The place has been so often visited and written about that we will limit ourselves with describing the palaces reproduced in our cuts, noticing, at the same time, any fresh indication in support of our theory.

The Governor’s Palace, reared on three successive colossal terraces, is the most extensive, the best known, and the most magnificent monument of Central America; its ornamentation is in turns simple or very elaborate. The frieze, which runs in a line of 325 feet, having a row of colossal heads, divided in panels, filled alternately with grecques in high relief, and diamond or lattice-work, is most striking in its effect.

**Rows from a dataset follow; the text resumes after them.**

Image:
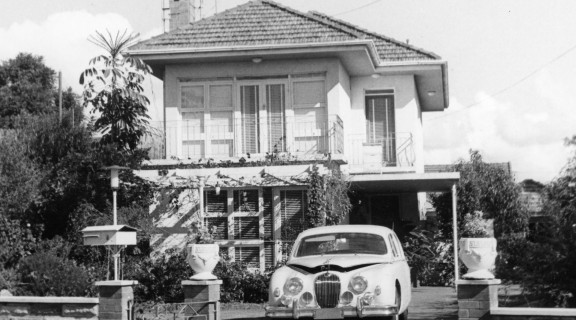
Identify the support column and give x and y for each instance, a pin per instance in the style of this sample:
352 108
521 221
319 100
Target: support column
476 297
200 292
116 299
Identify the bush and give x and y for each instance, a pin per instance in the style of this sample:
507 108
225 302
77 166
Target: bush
44 274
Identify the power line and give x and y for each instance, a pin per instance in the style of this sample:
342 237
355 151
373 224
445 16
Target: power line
516 83
358 8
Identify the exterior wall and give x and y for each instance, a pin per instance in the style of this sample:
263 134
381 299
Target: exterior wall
54 308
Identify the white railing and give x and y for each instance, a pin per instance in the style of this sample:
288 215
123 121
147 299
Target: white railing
228 137
395 150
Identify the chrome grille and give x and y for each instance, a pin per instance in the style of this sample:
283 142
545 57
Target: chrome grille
327 287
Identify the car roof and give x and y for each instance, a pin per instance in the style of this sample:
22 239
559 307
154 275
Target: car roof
361 228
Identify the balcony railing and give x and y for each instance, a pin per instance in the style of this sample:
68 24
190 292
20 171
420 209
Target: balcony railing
238 137
395 150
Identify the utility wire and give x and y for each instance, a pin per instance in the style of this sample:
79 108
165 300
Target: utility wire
358 8
518 82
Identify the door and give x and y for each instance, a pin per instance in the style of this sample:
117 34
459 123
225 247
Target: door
380 126
263 119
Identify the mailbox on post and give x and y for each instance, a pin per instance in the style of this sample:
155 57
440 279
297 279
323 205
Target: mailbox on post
110 235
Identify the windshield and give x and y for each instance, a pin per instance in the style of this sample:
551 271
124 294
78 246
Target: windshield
341 243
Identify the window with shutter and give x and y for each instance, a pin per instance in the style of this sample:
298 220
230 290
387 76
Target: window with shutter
221 225
214 203
246 201
249 256
246 228
293 207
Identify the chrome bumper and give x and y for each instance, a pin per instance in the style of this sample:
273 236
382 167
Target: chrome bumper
330 313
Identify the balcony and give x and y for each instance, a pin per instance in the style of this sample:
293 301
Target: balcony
227 137
392 153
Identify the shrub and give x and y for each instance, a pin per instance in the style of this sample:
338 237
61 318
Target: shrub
44 274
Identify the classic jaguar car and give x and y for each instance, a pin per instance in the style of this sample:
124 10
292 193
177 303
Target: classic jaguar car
345 271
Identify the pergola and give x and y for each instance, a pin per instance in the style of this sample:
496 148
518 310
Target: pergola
415 182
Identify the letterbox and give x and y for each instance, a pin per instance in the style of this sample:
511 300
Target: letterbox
110 235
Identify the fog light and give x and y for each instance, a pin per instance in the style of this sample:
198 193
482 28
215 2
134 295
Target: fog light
306 298
367 299
293 286
346 298
286 300
277 292
358 284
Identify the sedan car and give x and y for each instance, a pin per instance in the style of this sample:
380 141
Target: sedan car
344 271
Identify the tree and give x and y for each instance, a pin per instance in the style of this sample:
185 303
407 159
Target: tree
26 85
113 87
487 188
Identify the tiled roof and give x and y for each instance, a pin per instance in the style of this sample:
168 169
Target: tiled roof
263 22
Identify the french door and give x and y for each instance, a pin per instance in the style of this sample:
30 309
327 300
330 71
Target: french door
380 125
263 118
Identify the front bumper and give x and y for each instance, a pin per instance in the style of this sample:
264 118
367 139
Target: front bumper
330 313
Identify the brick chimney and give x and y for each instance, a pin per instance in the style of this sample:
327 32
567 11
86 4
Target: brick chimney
181 13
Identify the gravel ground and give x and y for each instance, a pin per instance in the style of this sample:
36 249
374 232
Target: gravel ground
430 303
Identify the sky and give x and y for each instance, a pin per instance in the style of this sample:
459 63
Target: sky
511 63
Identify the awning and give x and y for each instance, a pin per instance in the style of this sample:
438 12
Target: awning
405 182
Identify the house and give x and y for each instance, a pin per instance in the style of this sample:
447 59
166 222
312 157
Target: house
263 84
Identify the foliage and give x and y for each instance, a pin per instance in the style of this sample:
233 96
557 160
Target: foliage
26 86
16 242
45 274
327 196
20 177
487 188
113 87
475 226
200 234
430 257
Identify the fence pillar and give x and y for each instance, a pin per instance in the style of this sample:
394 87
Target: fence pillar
200 292
476 297
116 299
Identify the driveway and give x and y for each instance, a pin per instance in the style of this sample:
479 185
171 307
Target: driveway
430 303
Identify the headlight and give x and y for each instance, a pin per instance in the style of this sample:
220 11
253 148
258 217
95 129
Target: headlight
358 284
293 286
346 298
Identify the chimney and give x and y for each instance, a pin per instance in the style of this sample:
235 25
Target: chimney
181 13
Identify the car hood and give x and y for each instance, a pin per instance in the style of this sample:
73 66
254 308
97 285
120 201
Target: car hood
344 261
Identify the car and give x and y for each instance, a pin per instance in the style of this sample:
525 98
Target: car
344 271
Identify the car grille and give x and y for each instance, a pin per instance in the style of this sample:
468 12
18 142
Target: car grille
327 287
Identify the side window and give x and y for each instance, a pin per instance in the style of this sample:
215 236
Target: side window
400 250
393 245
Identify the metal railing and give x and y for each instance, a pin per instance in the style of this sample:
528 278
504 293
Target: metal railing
395 150
225 136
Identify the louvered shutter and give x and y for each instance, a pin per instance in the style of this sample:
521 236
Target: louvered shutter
249 256
215 203
246 200
246 228
293 206
221 225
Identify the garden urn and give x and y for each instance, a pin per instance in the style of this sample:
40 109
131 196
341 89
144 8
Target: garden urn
479 256
202 258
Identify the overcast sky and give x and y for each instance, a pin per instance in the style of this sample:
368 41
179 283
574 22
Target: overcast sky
511 63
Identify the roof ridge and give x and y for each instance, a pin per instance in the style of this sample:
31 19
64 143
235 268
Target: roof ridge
305 15
366 31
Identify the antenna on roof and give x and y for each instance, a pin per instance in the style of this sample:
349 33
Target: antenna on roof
165 15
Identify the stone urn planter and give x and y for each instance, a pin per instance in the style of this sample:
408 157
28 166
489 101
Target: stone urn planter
478 246
202 258
479 256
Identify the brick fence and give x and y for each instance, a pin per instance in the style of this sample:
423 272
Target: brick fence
54 308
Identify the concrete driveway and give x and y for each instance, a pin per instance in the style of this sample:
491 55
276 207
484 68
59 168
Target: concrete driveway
429 303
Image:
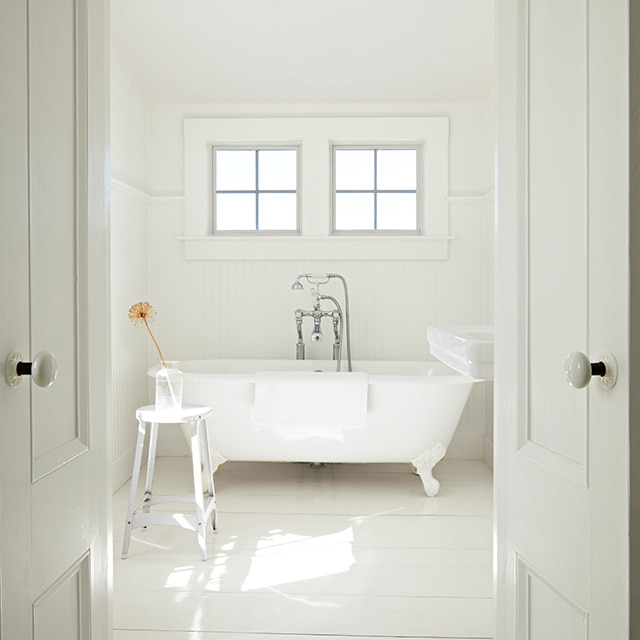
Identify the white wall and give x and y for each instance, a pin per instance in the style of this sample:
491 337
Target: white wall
227 309
129 260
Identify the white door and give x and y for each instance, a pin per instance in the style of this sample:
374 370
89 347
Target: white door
54 482
562 285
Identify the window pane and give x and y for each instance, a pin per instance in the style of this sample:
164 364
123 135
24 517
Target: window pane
397 211
354 169
235 169
277 212
277 169
397 169
235 212
354 211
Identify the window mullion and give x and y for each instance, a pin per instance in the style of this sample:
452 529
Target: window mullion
375 189
257 190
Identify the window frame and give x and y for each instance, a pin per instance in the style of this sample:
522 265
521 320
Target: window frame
257 147
419 190
315 135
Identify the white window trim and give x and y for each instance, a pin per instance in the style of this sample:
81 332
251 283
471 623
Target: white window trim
315 136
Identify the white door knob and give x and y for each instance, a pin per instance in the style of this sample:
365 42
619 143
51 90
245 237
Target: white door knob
43 370
579 369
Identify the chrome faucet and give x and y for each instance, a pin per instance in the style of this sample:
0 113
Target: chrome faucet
339 320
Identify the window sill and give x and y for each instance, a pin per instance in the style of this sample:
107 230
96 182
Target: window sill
428 247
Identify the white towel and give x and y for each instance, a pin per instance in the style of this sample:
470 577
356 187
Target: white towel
311 400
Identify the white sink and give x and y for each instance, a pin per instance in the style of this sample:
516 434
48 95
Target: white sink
468 350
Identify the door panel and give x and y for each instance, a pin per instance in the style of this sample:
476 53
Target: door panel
553 175
562 619
54 473
61 606
562 454
57 171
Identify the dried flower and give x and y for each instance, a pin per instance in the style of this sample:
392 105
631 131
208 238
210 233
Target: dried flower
143 312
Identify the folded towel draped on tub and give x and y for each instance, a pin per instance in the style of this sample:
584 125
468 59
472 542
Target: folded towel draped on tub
311 399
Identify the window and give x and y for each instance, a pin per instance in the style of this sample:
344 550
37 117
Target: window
410 219
375 189
255 189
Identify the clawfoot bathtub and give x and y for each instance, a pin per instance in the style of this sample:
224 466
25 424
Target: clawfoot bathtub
387 411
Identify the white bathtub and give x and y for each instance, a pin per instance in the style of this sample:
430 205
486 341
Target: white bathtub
412 411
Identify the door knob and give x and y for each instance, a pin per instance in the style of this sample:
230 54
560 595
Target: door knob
43 370
579 370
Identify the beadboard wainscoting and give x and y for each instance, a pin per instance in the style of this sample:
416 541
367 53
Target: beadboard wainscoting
244 308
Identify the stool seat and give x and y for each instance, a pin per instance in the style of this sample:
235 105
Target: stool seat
205 505
187 413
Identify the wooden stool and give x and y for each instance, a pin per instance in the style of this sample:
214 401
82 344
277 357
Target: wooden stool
205 506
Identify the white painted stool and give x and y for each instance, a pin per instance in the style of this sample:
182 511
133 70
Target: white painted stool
205 506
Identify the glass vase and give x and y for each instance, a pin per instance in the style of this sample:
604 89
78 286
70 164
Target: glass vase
169 387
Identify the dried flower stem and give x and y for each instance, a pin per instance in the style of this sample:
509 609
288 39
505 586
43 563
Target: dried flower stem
144 312
146 324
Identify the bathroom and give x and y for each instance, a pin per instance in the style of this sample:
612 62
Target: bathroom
238 302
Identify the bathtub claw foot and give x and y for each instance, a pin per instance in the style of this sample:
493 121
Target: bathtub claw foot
424 466
217 460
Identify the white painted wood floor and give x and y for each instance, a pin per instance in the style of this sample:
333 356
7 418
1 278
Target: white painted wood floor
340 552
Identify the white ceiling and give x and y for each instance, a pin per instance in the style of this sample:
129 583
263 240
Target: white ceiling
299 51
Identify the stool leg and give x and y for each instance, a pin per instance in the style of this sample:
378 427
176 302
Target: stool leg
197 487
137 460
151 465
209 471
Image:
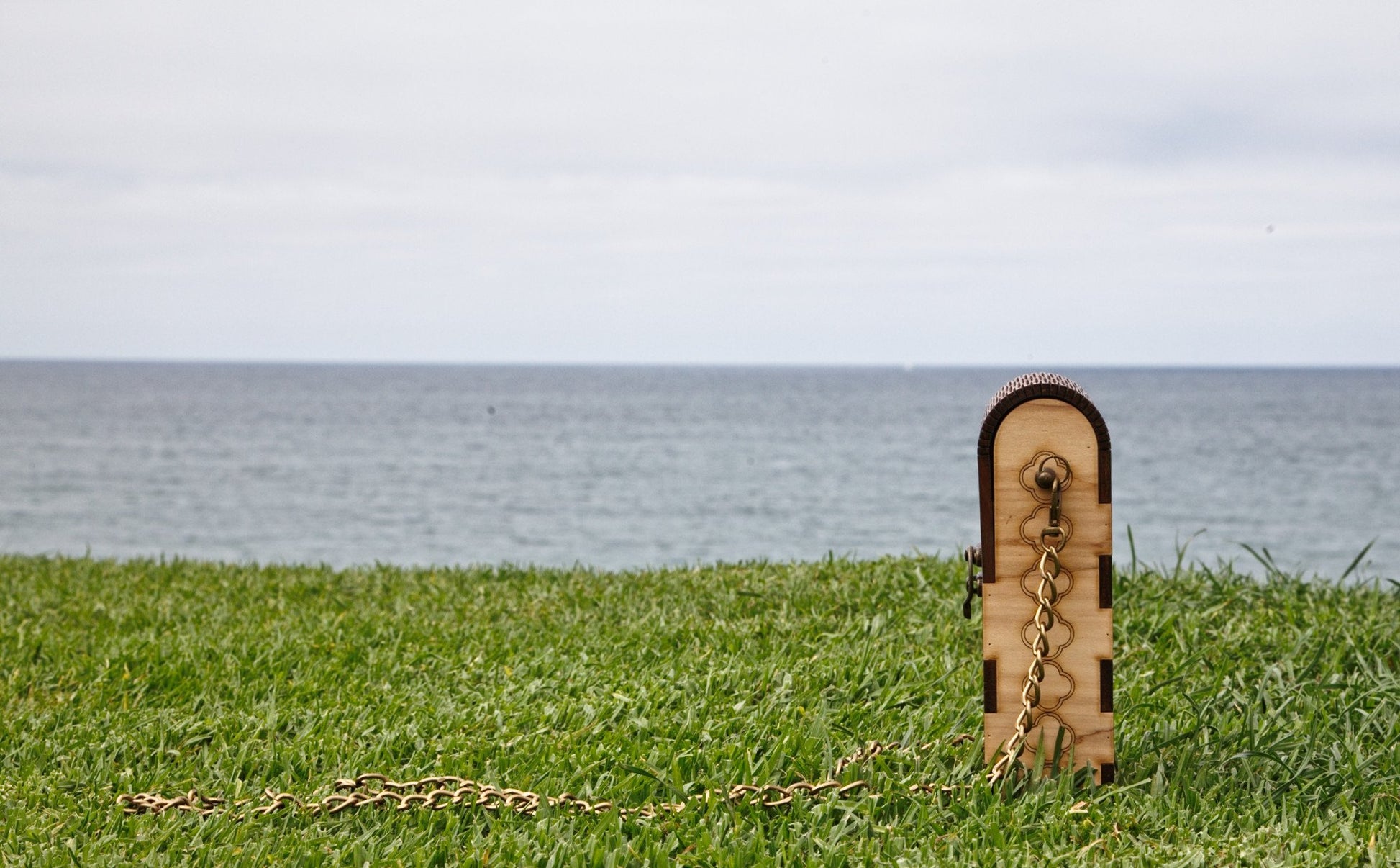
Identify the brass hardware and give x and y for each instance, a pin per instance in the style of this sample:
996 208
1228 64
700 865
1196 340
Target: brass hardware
1052 542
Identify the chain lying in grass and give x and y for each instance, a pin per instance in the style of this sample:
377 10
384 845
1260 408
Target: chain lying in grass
450 791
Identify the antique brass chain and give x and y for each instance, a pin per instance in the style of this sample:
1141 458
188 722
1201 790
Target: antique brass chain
450 791
1052 542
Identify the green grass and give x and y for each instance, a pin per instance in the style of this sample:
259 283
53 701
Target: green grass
1258 720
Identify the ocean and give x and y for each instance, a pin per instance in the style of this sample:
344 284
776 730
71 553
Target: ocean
632 466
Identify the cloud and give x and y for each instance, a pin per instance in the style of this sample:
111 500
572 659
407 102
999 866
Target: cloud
748 182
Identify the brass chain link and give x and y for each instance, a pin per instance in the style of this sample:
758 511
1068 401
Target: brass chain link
1052 542
450 791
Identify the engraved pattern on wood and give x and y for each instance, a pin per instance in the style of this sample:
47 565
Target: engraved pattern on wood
1071 690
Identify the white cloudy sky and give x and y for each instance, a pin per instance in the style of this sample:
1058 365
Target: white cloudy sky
701 182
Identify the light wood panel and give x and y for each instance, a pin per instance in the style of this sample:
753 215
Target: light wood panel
1077 690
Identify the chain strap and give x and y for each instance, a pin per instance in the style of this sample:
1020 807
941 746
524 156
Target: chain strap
450 791
1052 542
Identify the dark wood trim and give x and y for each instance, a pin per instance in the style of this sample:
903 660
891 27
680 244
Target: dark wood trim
988 687
1029 386
988 521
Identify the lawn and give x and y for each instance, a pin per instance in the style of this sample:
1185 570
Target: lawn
1258 720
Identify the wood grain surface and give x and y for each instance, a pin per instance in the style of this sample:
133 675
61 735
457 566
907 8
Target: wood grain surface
1077 692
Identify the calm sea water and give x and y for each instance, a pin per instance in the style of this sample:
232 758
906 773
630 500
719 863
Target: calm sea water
619 466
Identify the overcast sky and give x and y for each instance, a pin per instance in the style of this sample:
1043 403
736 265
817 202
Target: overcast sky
710 182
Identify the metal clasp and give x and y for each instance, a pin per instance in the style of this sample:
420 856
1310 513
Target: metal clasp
973 556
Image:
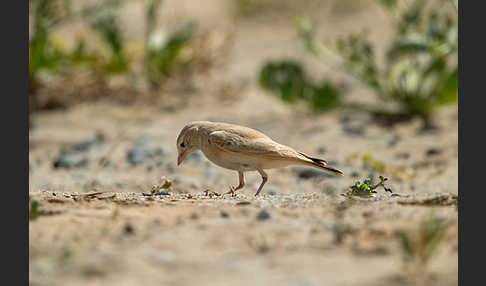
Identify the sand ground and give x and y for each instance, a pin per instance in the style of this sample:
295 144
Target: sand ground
100 229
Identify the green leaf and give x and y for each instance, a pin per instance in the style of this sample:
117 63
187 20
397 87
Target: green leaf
448 94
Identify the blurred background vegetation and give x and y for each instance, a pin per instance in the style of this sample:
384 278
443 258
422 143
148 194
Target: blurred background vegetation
411 75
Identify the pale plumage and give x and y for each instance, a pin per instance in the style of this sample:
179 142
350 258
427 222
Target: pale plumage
242 149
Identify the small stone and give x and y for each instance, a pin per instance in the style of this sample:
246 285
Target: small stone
312 173
354 130
433 151
224 214
89 143
354 174
394 141
69 160
263 215
321 150
402 155
271 192
128 228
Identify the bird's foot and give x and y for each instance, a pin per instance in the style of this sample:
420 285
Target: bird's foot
232 191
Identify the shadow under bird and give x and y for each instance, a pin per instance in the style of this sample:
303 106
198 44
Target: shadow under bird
241 149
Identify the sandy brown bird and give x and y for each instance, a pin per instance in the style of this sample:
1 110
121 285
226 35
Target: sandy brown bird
241 149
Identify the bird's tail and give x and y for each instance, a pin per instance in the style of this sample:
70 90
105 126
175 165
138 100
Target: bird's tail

The palace looks new, although it has been abandoned for over three hundred years; and it would be entire had it not been for the vandalism of its owners, who used the stones of the basement for the erection of their hacienda.

The youthful appearance of this edifice is obvious to the observer, for monuments, like men, carry more or less their age on their countenance, which a thoughtful mind can easily read. Their wrinkles are seen in the fissures of their walls, in their stones eaten away by the elements, whilst the moss, the trees, and the lianas mantling over them, complete their hoary exterior.

A tradition derives the name of Uxmal from a word meaning “thrice built;” whether the town was demolished and reconstructed, or whether its monuments were built three times, does not appear. The latter version would indicate the Indian method of building. In fact, this is seen in all our drawings of the palace, where the fallen edifice shows that the inner wall is in a perfect state of preservation, forming an independent work. These inner walls formed the apartments of the edifice, and in all probability were perpendicular to a height of some 6 to 9 feet, when the side walls began to approach each other so as to form the false vault (triangular arch) of the double range of apartments of the palace.